Cant wait till I go skydiving!! 

Is the umm al quwain center open?


----------



## Maz25 (Jul 6, 2008)

marc said:


> Cant wait till I go skydiving!!
> 
> Is the umm al quwain center open?


No, it shut down a while back.


----------



## Elphaba (Jan 24, 2008)

There is always the skydiving simulator at Mirdiff City Centre...


-


----------



## |James| (Dec 23, 2009)

simulator?


----------



## Elphaba (Jan 24, 2008)

Yes. It's called iFly Skydiving Centre. Like a large vertical windtunnel.

-


----------



## Maz25 (Jul 6, 2008)

Elphaba said:


> Yes. It's called iFly Skydiving Centre. Like a large vertical windtunnel.
> 
> -


Haven't tried it and very unlikely that I ever will (too chicken) but my friend is a fan of it.

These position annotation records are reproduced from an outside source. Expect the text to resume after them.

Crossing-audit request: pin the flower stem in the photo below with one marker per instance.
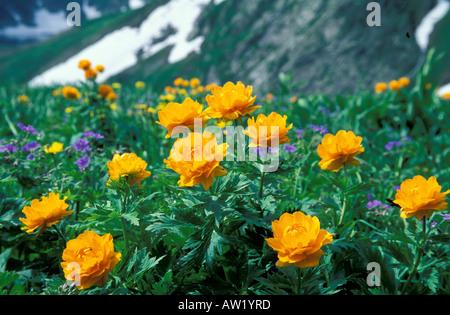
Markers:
(122, 220)
(418, 257)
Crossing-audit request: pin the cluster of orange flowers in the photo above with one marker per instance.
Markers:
(394, 85)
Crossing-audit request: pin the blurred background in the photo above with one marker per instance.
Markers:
(324, 45)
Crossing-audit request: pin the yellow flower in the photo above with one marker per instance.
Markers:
(44, 213)
(194, 82)
(339, 150)
(71, 93)
(176, 114)
(420, 197)
(128, 166)
(90, 74)
(196, 159)
(265, 130)
(403, 81)
(394, 85)
(167, 97)
(298, 240)
(84, 64)
(380, 87)
(22, 99)
(89, 259)
(211, 86)
(112, 96)
(231, 101)
(56, 147)
(140, 84)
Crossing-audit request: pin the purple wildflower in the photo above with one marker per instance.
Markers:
(82, 145)
(320, 129)
(391, 144)
(83, 162)
(30, 146)
(28, 128)
(8, 148)
(289, 148)
(95, 135)
(376, 203)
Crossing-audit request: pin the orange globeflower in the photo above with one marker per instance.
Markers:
(298, 240)
(230, 102)
(339, 150)
(104, 90)
(394, 85)
(88, 259)
(129, 166)
(265, 130)
(56, 147)
(84, 64)
(194, 82)
(71, 93)
(44, 213)
(420, 197)
(100, 68)
(90, 74)
(196, 158)
(175, 114)
(380, 87)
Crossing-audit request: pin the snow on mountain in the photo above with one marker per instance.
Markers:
(426, 26)
(46, 24)
(118, 50)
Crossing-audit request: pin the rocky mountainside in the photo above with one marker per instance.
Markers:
(325, 45)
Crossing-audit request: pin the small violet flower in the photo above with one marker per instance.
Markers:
(95, 135)
(30, 146)
(320, 129)
(391, 144)
(289, 148)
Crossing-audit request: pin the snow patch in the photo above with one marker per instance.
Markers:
(118, 50)
(136, 4)
(91, 12)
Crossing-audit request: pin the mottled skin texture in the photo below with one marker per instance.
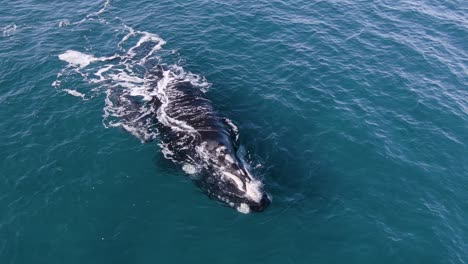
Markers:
(220, 171)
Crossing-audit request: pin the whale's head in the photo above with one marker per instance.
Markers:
(229, 180)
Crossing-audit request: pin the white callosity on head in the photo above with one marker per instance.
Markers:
(243, 208)
(235, 179)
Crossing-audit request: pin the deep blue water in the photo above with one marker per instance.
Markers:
(355, 114)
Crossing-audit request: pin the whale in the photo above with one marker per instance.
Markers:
(203, 142)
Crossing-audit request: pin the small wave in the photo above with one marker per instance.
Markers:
(127, 81)
(8, 30)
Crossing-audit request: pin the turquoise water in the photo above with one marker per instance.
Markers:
(355, 113)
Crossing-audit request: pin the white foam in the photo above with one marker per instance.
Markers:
(77, 58)
(243, 208)
(189, 168)
(74, 93)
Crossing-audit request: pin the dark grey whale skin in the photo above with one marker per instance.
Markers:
(186, 103)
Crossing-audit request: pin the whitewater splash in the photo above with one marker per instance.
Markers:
(144, 88)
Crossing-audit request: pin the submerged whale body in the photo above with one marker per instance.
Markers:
(194, 135)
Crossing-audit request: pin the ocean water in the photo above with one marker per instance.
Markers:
(354, 114)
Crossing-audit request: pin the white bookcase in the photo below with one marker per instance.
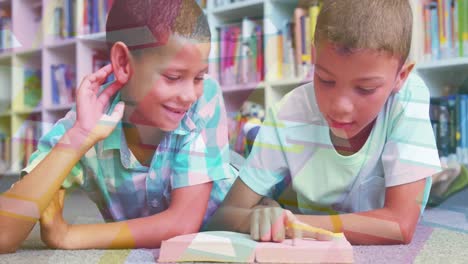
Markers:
(37, 48)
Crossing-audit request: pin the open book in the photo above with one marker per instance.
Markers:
(222, 246)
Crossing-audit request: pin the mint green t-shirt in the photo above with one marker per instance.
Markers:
(293, 159)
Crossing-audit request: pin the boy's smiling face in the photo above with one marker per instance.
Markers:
(352, 87)
(166, 81)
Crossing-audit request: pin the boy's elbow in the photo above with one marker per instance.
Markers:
(7, 243)
(406, 232)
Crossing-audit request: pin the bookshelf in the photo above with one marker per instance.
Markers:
(37, 44)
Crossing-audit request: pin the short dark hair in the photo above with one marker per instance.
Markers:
(149, 23)
(382, 25)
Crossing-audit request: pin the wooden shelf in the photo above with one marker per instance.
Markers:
(437, 64)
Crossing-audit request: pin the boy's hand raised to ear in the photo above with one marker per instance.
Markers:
(91, 121)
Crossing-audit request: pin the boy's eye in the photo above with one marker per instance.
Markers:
(365, 91)
(172, 77)
(326, 82)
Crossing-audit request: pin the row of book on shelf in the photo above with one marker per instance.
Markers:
(63, 82)
(80, 17)
(5, 29)
(27, 139)
(244, 58)
(201, 3)
(445, 28)
(449, 118)
(219, 3)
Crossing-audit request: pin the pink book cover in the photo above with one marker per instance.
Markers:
(223, 246)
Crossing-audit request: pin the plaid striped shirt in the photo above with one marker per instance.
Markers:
(196, 152)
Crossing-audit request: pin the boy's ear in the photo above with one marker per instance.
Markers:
(403, 74)
(120, 59)
(313, 51)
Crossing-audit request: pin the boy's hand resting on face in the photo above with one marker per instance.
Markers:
(54, 228)
(91, 121)
(270, 222)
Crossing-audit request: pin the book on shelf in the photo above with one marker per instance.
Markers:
(223, 246)
(80, 17)
(201, 3)
(63, 79)
(450, 125)
(5, 152)
(32, 88)
(445, 25)
(5, 29)
(241, 56)
(31, 132)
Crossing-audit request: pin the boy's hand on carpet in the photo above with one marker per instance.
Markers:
(54, 228)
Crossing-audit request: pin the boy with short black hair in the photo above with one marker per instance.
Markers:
(150, 149)
(353, 151)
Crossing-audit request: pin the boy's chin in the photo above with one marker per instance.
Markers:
(340, 133)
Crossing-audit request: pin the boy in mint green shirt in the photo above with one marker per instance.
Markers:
(353, 151)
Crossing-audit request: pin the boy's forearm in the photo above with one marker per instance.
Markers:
(231, 218)
(41, 184)
(145, 232)
(21, 206)
(368, 228)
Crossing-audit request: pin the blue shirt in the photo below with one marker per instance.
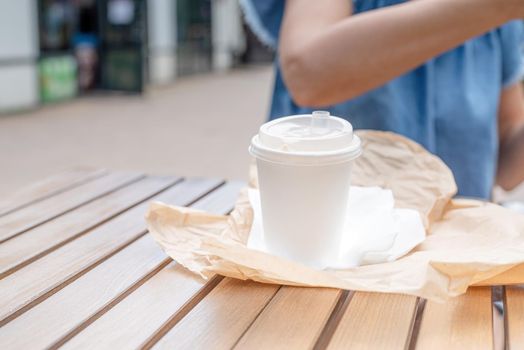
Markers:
(448, 104)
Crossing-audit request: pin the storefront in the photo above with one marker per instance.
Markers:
(90, 45)
(55, 50)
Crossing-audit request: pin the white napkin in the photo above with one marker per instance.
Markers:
(375, 231)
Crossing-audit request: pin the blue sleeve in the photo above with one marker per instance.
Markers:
(264, 18)
(512, 41)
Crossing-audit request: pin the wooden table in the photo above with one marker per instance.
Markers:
(79, 270)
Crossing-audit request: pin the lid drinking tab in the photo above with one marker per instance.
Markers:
(308, 136)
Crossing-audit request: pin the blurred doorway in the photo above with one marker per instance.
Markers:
(91, 45)
(194, 36)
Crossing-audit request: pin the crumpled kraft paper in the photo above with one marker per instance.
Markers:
(468, 243)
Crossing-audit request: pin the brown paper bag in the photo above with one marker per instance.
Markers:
(469, 242)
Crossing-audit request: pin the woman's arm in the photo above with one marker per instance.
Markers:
(511, 133)
(328, 56)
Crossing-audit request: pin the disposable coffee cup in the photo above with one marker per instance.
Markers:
(304, 173)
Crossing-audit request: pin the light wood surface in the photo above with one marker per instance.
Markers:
(78, 270)
(375, 321)
(33, 282)
(21, 220)
(159, 300)
(515, 316)
(294, 319)
(48, 187)
(463, 322)
(55, 317)
(218, 321)
(142, 313)
(40, 240)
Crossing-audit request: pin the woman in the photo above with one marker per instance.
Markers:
(445, 73)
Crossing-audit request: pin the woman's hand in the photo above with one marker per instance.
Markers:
(328, 56)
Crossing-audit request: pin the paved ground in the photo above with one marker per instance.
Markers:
(198, 126)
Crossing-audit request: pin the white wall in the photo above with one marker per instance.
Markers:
(18, 54)
(162, 40)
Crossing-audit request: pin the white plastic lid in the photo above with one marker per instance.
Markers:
(308, 139)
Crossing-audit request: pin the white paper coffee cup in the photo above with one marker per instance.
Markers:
(304, 169)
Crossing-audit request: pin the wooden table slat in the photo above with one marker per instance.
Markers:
(34, 282)
(463, 322)
(220, 319)
(40, 212)
(161, 298)
(55, 317)
(49, 187)
(375, 321)
(294, 319)
(40, 240)
(515, 316)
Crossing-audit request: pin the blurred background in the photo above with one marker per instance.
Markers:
(160, 86)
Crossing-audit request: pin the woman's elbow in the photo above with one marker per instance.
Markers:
(303, 82)
(312, 86)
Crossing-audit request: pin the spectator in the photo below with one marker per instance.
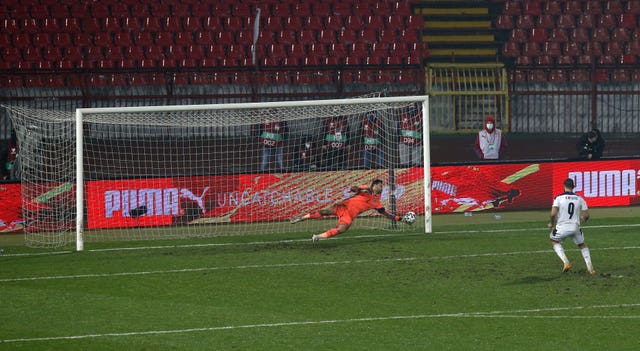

Apparently, if you want to do a solo dive, you can increase your number of jumps at the wind tunnel (rather than doing a sky dive each time) and it counts towards the requirements for solo jumps.


----------



## marc (Mar 10, 2008)

Where else is there to go Skydiving?

I prefer the real thing no simulations!!! - even though ifly looks awesome.


----------



## SwedeUAE (Dec 28, 2009)

*Skydive Dubai*



M.Sharaf said:


> i would love to do it ,but couldnt find contact number , any one has it ?
> 
> tC .


Here you go!


Skydive Dubai is up and running! Since Feb 10th 2010 they have been putting, on average, 12 loads up a day with exception to this past week. The weather has been their nemesis but dubai only gets this a few times a year so once the wind has settled down, you can expect that they will be back to jumping their beautiful Porter jump ship 
They are also welcoming tandems! If you want to experience free falling and canopy flying just show up and they will fit you in. Alternatively you can call 050 153 3222 and book something with skydive dubai for a later date. 
They are working extremely hard to improve everything down to the last detail before the official opening of the drop zone so until then, please just go down their to jump and check out what everyone is talking about!!


----------



## rsinner (Feb 3, 2009)

SwedeUAE said:


> Here you go!
> 
> 
> Skydive Dubai is up and running! Since Feb 10th 2010 they have been putting, on average, 12 loads up a day with exception to this past week. The weather has been their nemesis but dubai only gets this a few times a year so once the wind has settled down, you can expect that they will be back to jumping their beautiful Porter jump ship
> ...


No offense but do you work for them ? Sounds like it


----------



## Andy Capp (Oct 5, 2008)

few more pics...


----------



## SwedeUAE (Dec 28, 2009)

rsinner said:


> No offense but do you work for them ? Sounds like it


Copied straight from their obscure and hard to find website  But atleast it had their phone number in there!


----------